I used the command line disk-conversion tools that ship with Oracle's VirtualBox to convert a VM I created with that application to a raw format, and built a SpotCloud appliance from there. I performed a similar operation with VMware image.
On a couple of my appliance-building adventures, I encountered an issue where my VM would run, but its IP address status would remain indefinitely at "pending." This may have been due to an issue I've encountered in the past with moving Ubuntu-based VMs from one host to another, in which the OS expects its configured network adapter to have a particular MAC address. In these cases, I had to tweak my OS image to address the issue before uploading it.

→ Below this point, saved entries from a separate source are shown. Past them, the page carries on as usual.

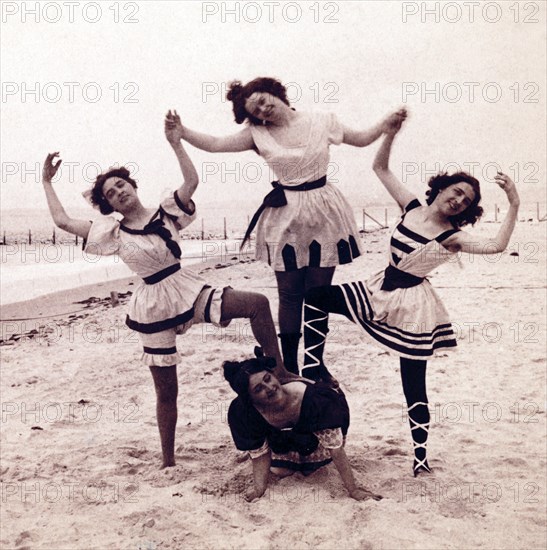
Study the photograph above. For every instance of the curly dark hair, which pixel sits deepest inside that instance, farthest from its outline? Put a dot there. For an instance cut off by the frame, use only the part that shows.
(441, 181)
(238, 94)
(97, 197)
(238, 373)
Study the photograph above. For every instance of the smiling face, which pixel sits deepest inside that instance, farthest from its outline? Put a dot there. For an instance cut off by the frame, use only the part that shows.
(264, 106)
(265, 389)
(119, 193)
(455, 198)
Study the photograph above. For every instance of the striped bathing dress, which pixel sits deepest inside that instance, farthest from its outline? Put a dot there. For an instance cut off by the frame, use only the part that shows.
(170, 299)
(397, 306)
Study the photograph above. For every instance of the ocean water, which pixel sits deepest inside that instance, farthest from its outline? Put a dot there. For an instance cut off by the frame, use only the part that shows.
(30, 269)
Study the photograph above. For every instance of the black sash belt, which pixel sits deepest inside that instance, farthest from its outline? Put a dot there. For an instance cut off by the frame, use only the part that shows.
(276, 199)
(395, 278)
(160, 275)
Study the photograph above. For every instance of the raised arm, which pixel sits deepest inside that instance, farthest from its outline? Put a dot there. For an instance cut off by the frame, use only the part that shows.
(173, 133)
(362, 138)
(261, 474)
(343, 466)
(465, 242)
(56, 209)
(234, 143)
(381, 167)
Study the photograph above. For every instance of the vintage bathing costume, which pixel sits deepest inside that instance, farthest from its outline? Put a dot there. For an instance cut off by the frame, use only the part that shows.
(397, 306)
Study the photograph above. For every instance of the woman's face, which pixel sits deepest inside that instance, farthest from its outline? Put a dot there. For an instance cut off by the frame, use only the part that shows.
(455, 198)
(264, 388)
(119, 193)
(264, 106)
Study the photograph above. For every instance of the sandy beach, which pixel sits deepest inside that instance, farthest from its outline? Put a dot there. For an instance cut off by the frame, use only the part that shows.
(80, 446)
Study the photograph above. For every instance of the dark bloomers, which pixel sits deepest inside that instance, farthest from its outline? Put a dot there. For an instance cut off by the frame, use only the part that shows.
(97, 197)
(238, 94)
(441, 181)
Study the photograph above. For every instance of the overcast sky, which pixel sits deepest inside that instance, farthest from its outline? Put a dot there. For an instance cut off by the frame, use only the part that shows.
(104, 74)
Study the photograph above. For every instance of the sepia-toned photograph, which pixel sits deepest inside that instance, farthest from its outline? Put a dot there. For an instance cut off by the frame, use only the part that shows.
(273, 275)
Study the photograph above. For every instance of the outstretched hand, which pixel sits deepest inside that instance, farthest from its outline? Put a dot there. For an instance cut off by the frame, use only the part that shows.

Beyond creating images for use with SpotCloud, I was able to use Enomaly's command line tool to carry out most operations available through the service's Web interface. I could list the providers and virtual machine types, spawn new instances based on my uploaded images, as well as destroy running instances. The command line tool authenticates with the SpotCloud service by creating a URL through which I logged using the same Google login interface that serves the Website.
The command line tool draws on an API that's documented on SpotCloud's site, and that organizations could tap to fill in for themselves some of the management gaps I encountered with the Web interface.